37971/97, § 56, ECHR 2002-III, and the cases cited therein). In
the present case the applicants brought the substance of their
Convention rights, that is their right to respect for their family
life, to the attention of both the first-instance court and the
appeal court. In the light of the foregoing, the Court considers that
the applicants have a valid claim in respect of part of the costs and
expenses incurred at the national level.
- Regard
being had to the documents in its possession and the above criteria,
the Court considers it reasonable to award the sum of EUR 2,500,
covering costs under all heads.
C. Default interest
- The
Court considers it appropriate that the default interest should be
based on the marginal lending rate of the European Central Bank, to
which should be added three percentage points.

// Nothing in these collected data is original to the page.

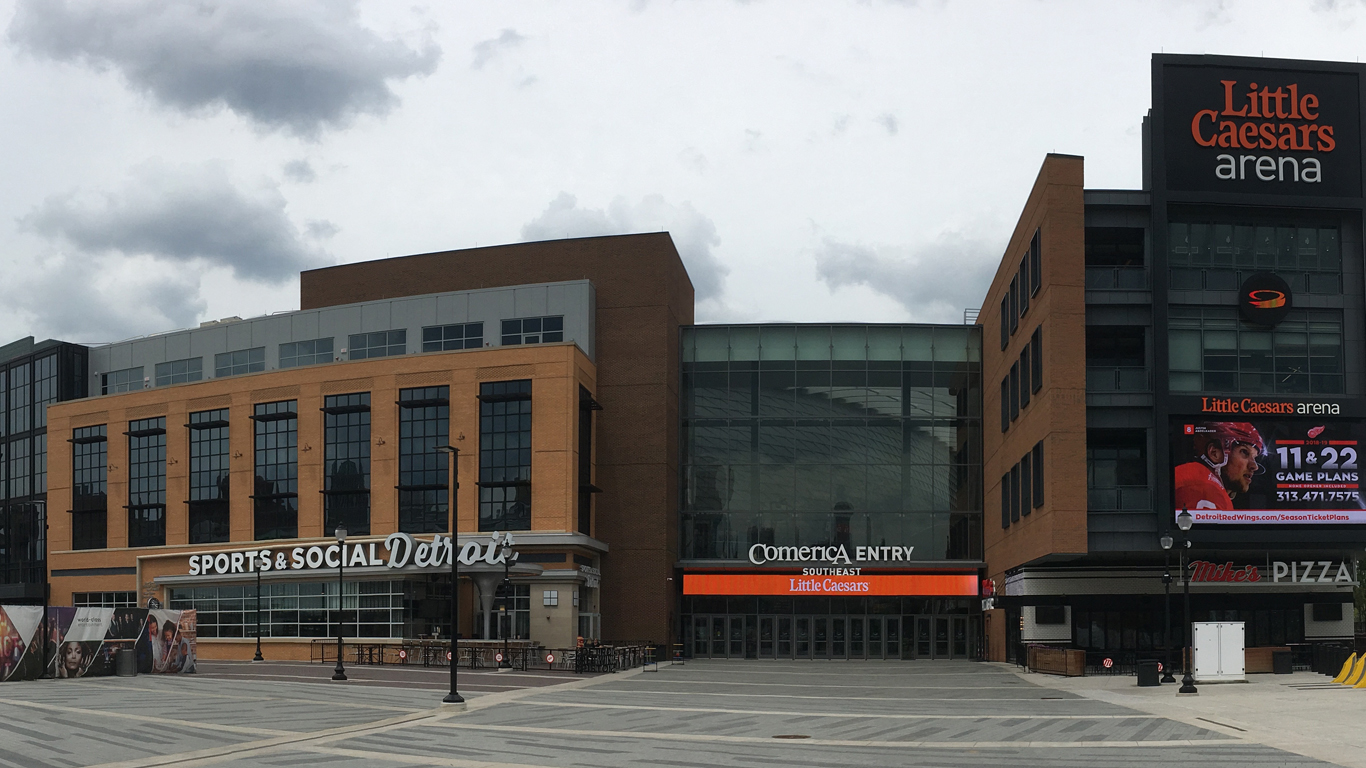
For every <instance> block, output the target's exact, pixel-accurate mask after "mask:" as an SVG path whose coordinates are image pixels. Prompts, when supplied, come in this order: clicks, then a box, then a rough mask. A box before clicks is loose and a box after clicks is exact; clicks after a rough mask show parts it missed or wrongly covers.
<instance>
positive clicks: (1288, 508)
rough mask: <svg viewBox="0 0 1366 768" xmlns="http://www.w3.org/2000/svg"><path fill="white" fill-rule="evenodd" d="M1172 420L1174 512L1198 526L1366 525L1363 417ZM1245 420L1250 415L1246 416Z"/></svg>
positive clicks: (1173, 512) (1364, 434)
mask: <svg viewBox="0 0 1366 768" xmlns="http://www.w3.org/2000/svg"><path fill="white" fill-rule="evenodd" d="M1232 418H1239V417H1229V421H1213V420H1209V417H1203V418H1190V417H1186V418H1173V420H1172V424H1171V444H1172V488H1173V500H1175V504H1173V507H1175V508H1173V515H1175V514H1180V511H1182V510H1188V511H1190V512H1191V515H1194V518H1195V522H1197V523H1217V525H1257V523H1270V525H1343V523H1366V504H1363V503H1362V497H1361V488H1359V471H1361V470H1359V465H1361V461H1362V456H1361V451H1362V444H1363V443H1366V424H1363V422H1362V421H1359V420H1329V421H1309V420H1298V418H1259V417H1251V418H1250V420H1249V421H1232ZM1240 418H1249V417H1247V415H1240Z"/></svg>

FOR THESE REASONS, THE COURT UNANIMOUSLY
- Declares the complaint under Article 8 of the
Convention admissible and the remainder of the application
inadmissible;
- Holds that there has been a violation of Article
8 of the Convention;
- Holds
(a) that
the respondent State is to pay the applicants jointly, within three
months of the date on which the judgment becomes final in accordance
with Article 44 § 2 of the Convention, EUR 15,000
(fifteen thousand euros), plus any tax that may be chargeable, in
respect of non-pecuniary damage, and EUR 2,500 (two thousand five
hundred euros) in respect of costs and expenses, plus any tax that
may be chargeable to the applicants, to be converted into Turkish
liras at the rate applicable on the date of settlement;
(b) that
from the expiry of the above-mentioned three months until settlement
simple interest shall be payable on the above amounts at a rate equal
to the marginal lending rate of the European Central Bank during the
default period plus three percentage points;
- Dismisses the remainder of the applicants' claim
for just satisfaction.
Done in English, and notified in writing on 6 April 2010, pursuant to
Rule 77 §§ 2 and 3 of the Rules of Court.